Abstract

Spontaneous imbibition plays a very important role in the displacement mechanism of non-wetting fluid in naturally fractured reservoirs. We developed a new 2D two-phase finite element numerical model, as available commercial simulators cannot be used to model small-scale experiments with different and complex boundary conditions. For the non-linear diffusion saturation equation we cannot apply Rayleigh-Ritz Finite Element Method (FEM). Traditionally, the way around it is to use Galerkin FEM or Mixed FEM formulation, iterative nature of those, makes them unsuitable for solving large-scale field problems. But if we truncate the non-linear terms, decouple and solve analytically the dependent variables from saturation - the primary variable, this non-linear FEM problem reduces to a simple weighted integral weak form, which can be solved with Rayleigh-Ritz method. The advantage of this method is that it is non-iterative, which reduces computation time. We compared our numerical models with the analytical solution of this diffusion equation. We validated a Finite Difference Method (FDM) numerical model using X-Ray Tomography (CT) experimental data, and then went ahead and compared the results of FEM model to that of FDM model. A two-phase field size example, using discrete fracture approach, was developed and its results compared with a commercial simulator.

Introduction

The quest to produce more oil has led various researchers to evaluate more complex reservoirs such as naturally fractured ones.
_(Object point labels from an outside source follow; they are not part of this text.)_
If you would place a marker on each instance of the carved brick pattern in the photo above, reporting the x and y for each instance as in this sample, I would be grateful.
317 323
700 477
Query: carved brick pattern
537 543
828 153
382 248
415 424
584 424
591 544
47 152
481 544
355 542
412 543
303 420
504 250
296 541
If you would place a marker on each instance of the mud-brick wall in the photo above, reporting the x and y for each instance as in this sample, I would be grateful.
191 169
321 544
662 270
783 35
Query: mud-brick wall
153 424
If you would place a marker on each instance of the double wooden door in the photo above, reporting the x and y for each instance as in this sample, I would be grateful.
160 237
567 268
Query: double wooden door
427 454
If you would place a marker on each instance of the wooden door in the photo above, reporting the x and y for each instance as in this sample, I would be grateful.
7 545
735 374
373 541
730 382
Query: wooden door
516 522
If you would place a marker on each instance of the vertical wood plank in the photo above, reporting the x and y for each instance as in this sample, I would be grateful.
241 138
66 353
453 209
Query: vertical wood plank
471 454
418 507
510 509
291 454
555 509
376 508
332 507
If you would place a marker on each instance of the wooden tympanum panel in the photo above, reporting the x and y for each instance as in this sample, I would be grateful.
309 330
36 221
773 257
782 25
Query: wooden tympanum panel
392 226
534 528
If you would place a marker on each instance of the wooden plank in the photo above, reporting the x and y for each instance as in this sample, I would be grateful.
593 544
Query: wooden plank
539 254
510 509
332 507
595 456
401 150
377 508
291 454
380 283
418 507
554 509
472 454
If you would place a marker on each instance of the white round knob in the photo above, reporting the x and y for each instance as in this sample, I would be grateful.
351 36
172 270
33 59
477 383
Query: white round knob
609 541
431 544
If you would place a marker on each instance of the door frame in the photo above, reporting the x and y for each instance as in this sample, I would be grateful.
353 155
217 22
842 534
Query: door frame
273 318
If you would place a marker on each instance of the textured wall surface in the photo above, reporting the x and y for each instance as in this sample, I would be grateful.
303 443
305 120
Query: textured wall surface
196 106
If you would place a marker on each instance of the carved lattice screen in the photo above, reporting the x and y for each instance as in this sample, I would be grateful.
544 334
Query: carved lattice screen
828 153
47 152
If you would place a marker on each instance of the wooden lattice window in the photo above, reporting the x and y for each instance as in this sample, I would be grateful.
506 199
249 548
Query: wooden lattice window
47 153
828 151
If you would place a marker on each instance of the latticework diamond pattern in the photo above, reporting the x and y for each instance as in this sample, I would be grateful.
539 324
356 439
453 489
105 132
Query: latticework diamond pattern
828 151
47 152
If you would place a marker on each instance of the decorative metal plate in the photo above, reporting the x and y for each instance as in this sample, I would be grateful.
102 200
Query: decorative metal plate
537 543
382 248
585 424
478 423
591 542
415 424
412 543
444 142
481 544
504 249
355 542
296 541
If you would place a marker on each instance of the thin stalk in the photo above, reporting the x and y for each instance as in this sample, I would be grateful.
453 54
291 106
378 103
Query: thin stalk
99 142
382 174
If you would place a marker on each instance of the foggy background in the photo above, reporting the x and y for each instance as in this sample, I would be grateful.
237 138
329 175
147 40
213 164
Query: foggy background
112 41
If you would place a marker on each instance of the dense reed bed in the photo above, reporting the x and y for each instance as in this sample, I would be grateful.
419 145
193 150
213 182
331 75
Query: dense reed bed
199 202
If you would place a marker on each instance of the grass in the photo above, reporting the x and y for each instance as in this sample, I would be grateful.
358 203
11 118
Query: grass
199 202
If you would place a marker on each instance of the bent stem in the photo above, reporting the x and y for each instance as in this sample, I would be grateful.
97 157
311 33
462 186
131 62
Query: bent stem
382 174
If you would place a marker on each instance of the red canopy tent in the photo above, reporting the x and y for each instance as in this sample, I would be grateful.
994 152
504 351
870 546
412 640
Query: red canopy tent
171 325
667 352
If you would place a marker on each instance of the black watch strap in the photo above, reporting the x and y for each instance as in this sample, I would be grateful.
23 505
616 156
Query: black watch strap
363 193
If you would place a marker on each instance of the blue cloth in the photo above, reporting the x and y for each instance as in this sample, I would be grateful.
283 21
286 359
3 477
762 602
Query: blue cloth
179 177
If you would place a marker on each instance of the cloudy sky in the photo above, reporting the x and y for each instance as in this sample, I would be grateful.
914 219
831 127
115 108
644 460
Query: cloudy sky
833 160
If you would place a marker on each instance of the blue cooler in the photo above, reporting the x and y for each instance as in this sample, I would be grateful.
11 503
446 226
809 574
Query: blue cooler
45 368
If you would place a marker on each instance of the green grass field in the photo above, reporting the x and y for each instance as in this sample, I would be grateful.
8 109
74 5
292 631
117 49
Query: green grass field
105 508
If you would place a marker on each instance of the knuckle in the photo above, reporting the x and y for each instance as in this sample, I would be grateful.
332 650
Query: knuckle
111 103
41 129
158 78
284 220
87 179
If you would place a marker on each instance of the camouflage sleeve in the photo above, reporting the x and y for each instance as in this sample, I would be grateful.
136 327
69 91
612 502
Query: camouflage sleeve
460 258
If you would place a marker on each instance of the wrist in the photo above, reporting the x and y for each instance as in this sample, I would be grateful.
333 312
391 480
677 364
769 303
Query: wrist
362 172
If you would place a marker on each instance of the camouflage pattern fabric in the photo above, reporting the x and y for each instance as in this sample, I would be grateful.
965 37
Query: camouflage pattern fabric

The complexity of fluid flow in these types of reservoirs arises from the fact that there are two media, which can allow fluids to flow through them. This leads to the logical conclusion that there are two principal media of fluid flow. The first is through the porous medium called the matrix flow and the other is the flow through the fracture network. At the heart of this phenomenon lies the problem of interaction of these two flow media with each other. In naturally fractured reservoirs the matrix acts as a source where hydrocarbons are present whereas the fractures facilitate in fast recovery of these hydrocarbons. Hence it is important to study what makes the matrix produce more oil. Water is used as a means to efficiently displace oil. But fluid flow in porous media, which is determined primarily by capillary force, is relatively difficult phenomenon to quantify, as per Craig1, and there has been much research effort directed in this direction like that of Handy2, Garg et al.3, Babadagli and Ershaghi4, Li and Horne5, Akin and Kovscek6, Reis and Cil7, Zhou et al.8, to name a few. Also, depending on the geometry of the fracture, there may or may not be any capillary force in the fracture network. This force is responsible for imparting the spontaneity to fluid flow within naturally fractured reservoirs. Given the complexity of quantifying the spread of fractures, it is even difficult to ascertain the limits where the fracture flow acts as an independent flow entity instead of being a part of porous matrix.

Although very wide in its scope, fluid flow studies in fractured media, as we have narrowed it down, deals exclusively with the study of this spontaneous phenomenon that helps displace oil out of matrix.